Is Corporate Welfare for Shell Cracker Good for PA?

Astute readers may remember that last month Pennsylvania earned the dubious distinction of the highest taxes for mature businesses and the second highest taxes for new businesses. So how did Pennsylvania just beat out Ohio and West Virginia for the Shell Oil Co. cracker plant that is estimated to create more than 10,000 construction and 10,000 permanent jobs?

The Post Gazette has the answer, “Gov. Tom Corbett and his closest advisers spent months wooing the company.” In other words, corporate welfare.  Pennsylvania’s corporate taxes are so awful that the Corbett administration had to wine and dine company officials and hand over special tax exemptions and subsidies to seal the deal.

Eventually the administration discovered some Shell executives were fans of the Steelers and treated them to a game at Heinz Field. The Post Gazette reports executives were even given a glimpse of the locker room.
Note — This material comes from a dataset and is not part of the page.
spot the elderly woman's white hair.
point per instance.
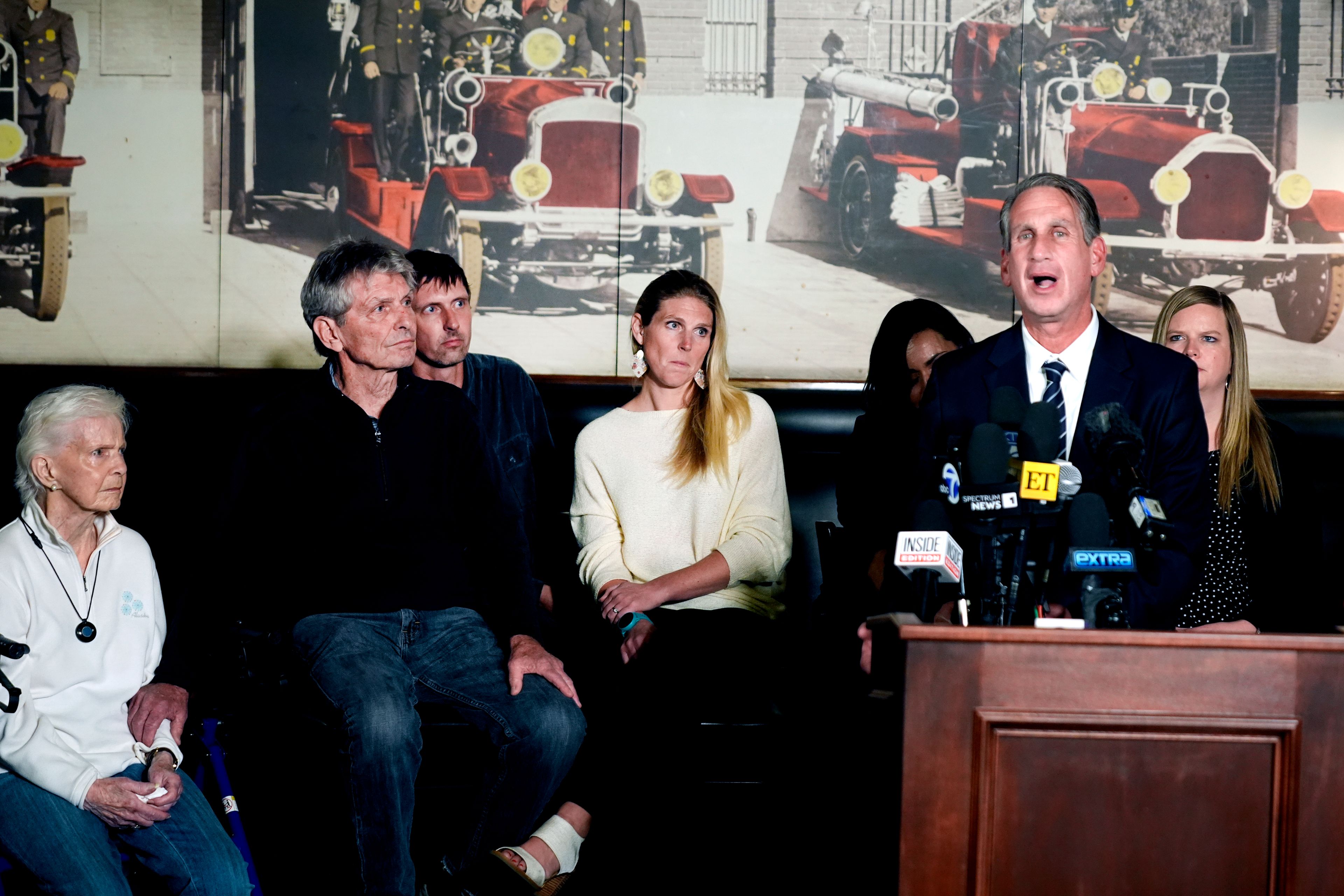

Good thing West Virginia doesn’t have an NFL team and the Cleveland Browns. . . well we all know that story.

On the policy side, the General Assembly voted in February to expand Keystone Opportunity Zones (areas which exempt businesses from taxes) for businesses that invest at least $1 billion and create at least 400 permanent, full-time jobs.  Legislators also implemented a natural gas impact tax, about $10 million of which will be used to subsidize projects like the Shell plant.

While the Shell decision seems like good news, the truth is tax breaks and corporate welfare merely mask and exacerbate the problems with our business taxes and regulations.

If Governor Corbett and the General Assembly want to attract jobs they need to stop making exceptions for large corporations and improve the business climate for all businesses. Indeed, lawmakers should take the lesson from the Keystone Opportunity Zones—that businesses are attracted to lower taxes—and apply it statewide.